Intel Corp. (NASDAQ:INTC) shares jumped over 7% Thursday after Bank of America Corp. handed the chipmaker a rare double upgrade, lifting its rating two notches — from ‘Underperform’ straight to ‘Buy.’
Analyst Vivek Arya also raised the firm’s price objective on Intel from $96 to $135, implying roughly 26% upside from Wednesday’s close.
A double-upgrade skips the usual Neutral way station and jumps straight from sell to buy. They are rare.
Banks reserve them for moments when the thesis they were betting against breaks.
Arya now sees “higher confidence in INTC's opportunity to help address industry constraints in leading edge wafers/packaging, plus supply into a much larger agentic CPU TAM."
Bank of America now models Intel’s earnings power at more than $6 per share by 2030, up sharply from a prior $3-to-$4 range.
Intel has been one of 2026’s best stocks, surging roughly 210% year-to-date and putting it on pace for its best annual showing since 1975.
On the product side, Bank of America expects Intel’s central processing unit, or CPU, sales to top $40 billion by 2030, or about 25% of a $170 billion total addressable market.

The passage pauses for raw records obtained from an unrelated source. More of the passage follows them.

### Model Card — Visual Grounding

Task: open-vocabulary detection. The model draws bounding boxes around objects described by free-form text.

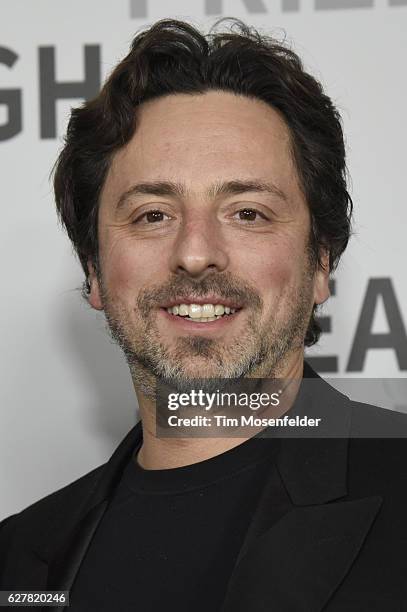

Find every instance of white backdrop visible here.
[0,0,407,519]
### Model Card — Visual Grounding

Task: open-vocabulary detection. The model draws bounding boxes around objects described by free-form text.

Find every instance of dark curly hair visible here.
[54,19,353,346]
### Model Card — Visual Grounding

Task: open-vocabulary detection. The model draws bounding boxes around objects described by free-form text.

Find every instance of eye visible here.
[235,208,266,223]
[133,210,170,224]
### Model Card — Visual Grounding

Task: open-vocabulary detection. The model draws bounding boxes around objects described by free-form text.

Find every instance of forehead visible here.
[102,91,298,204]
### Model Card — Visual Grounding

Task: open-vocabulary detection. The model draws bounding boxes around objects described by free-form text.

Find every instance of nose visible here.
[170,215,229,278]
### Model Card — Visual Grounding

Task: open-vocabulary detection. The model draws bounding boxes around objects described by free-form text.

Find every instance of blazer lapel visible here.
[222,364,382,612]
[222,497,381,612]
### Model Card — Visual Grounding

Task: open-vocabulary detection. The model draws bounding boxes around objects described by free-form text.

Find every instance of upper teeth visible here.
[167,304,236,319]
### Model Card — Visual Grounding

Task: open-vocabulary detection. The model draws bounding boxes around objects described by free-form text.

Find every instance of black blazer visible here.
[0,366,407,612]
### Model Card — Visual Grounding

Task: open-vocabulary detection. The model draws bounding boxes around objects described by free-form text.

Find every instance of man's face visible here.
[90,91,328,395]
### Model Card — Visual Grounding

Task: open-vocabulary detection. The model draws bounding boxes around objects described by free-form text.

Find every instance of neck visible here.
[135,351,304,470]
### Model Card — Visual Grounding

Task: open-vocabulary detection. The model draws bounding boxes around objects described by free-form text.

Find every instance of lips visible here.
[161,295,241,310]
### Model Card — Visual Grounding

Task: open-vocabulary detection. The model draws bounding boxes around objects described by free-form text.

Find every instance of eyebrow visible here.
[116,180,287,210]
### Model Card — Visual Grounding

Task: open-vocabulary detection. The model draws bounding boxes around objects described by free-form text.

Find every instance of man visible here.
[0,20,407,612]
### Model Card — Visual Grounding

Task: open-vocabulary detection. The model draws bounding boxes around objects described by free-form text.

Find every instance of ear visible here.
[88,259,103,310]
[314,249,331,304]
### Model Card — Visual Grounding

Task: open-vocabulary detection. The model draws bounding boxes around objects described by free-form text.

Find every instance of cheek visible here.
[234,235,304,292]
[103,241,146,295]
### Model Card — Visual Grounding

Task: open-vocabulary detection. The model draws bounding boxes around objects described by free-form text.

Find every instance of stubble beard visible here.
[99,261,314,401]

Arya frames the CPU as a structural winner from the shift toward agentic AI, where the processor moves from feeding GPUs to orchestrating autonomous reasoning loops, memory state and tool use.

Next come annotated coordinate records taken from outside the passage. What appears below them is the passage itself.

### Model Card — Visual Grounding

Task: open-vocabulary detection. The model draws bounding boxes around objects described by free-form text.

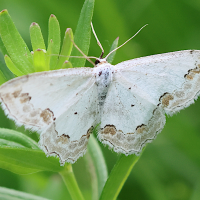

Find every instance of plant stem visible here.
[100,148,144,200]
[59,163,84,200]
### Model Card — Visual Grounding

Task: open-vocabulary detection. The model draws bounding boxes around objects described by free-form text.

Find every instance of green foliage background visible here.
[0,0,200,200]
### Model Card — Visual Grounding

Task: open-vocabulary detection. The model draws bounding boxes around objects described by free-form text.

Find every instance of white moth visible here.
[0,27,200,164]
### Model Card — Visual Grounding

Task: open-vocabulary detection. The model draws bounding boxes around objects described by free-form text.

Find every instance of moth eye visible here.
[95,60,100,65]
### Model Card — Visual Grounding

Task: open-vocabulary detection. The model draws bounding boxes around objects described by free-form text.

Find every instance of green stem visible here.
[100,149,144,200]
[59,163,84,200]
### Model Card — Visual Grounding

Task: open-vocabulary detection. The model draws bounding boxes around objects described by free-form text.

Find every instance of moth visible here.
[0,24,200,164]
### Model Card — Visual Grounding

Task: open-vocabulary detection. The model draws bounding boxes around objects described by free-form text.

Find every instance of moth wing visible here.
[98,51,200,155]
[0,68,97,163]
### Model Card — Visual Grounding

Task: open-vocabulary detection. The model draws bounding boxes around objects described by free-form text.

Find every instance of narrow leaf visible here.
[48,15,61,69]
[60,163,84,200]
[88,135,108,197]
[0,146,63,174]
[0,10,34,74]
[0,128,63,174]
[0,54,15,85]
[61,60,73,69]
[33,49,48,72]
[0,128,39,149]
[70,0,95,67]
[4,55,24,76]
[107,37,119,63]
[55,28,73,69]
[0,187,48,200]
[30,22,46,51]
[0,37,8,55]
[100,154,144,200]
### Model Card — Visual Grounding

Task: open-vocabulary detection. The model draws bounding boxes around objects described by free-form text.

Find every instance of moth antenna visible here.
[69,30,96,67]
[105,24,148,60]
[91,22,104,59]
[71,39,96,67]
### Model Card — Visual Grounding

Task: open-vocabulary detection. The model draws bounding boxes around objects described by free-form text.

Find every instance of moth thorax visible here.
[96,64,112,106]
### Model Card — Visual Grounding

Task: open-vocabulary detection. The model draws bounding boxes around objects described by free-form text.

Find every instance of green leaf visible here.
[61,60,73,69]
[100,152,144,200]
[30,22,46,51]
[107,37,119,63]
[0,128,39,149]
[48,14,61,70]
[0,10,34,74]
[0,54,15,85]
[88,135,108,197]
[60,163,84,200]
[55,28,73,69]
[0,187,48,200]
[33,49,48,72]
[4,55,24,76]
[70,0,95,67]
[0,37,8,55]
[0,129,63,174]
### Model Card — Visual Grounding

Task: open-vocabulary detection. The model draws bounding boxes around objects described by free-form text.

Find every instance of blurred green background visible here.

The firm pegs the combined AI compute/head-node and agentic-node CPU opportunity at roughly $140 billion within a $2.1 trillion data-center systems market by 2030.
Intel is also a foundry, meaning it manufactures chips for other companies.
Bank of America values a foundry opportunity above $45 billion by 2030 spanning potential work for Apple Inc., MediaTek and others, helped by a recent Cadence Design Systems Inc. tie-up on Intel’s 14A process node.
Bank of America also flagged Intel as deeply under-owned.
Despite a market cap above $540 billion — fifth-largest in the semiconductor and AI-infrastructure group — Intel sat in just 16% of S&P 500 fund portfolios as of May, the second-least-owned name in the cohort after SanDisk Corp. (NASDAQ:SNDK).
Arya drew a parallel to Advanced Micro Devices Inc. (NASDAQ:AMD), whose ownership climbed roughly 1,400 basis points year-over-year to 39% as the stock rose more than 300% — suggesting room for Intel’s investor base to broaden.
Yet, there are also cautionary signals. Arya cautioned that execution remains the swing factor.
Key risks include intensifying competition from Arm-based and custom CPUs, a potential moderation in AI capital spending that could weigh on CPU demand, and execution risk in design and manufacturing at Intel’s 18A and upcoming 14A nodes.
Power and cost constraints also feature. Still, with the server CPU market expanding about 40% and the chip’s role structurally widening, Arya expects a multi-year upgrade cycle ahead.
From a valuation perspective, Intel trades near 100 times this year’s expected earnings, among the richest multiples in the chip sector.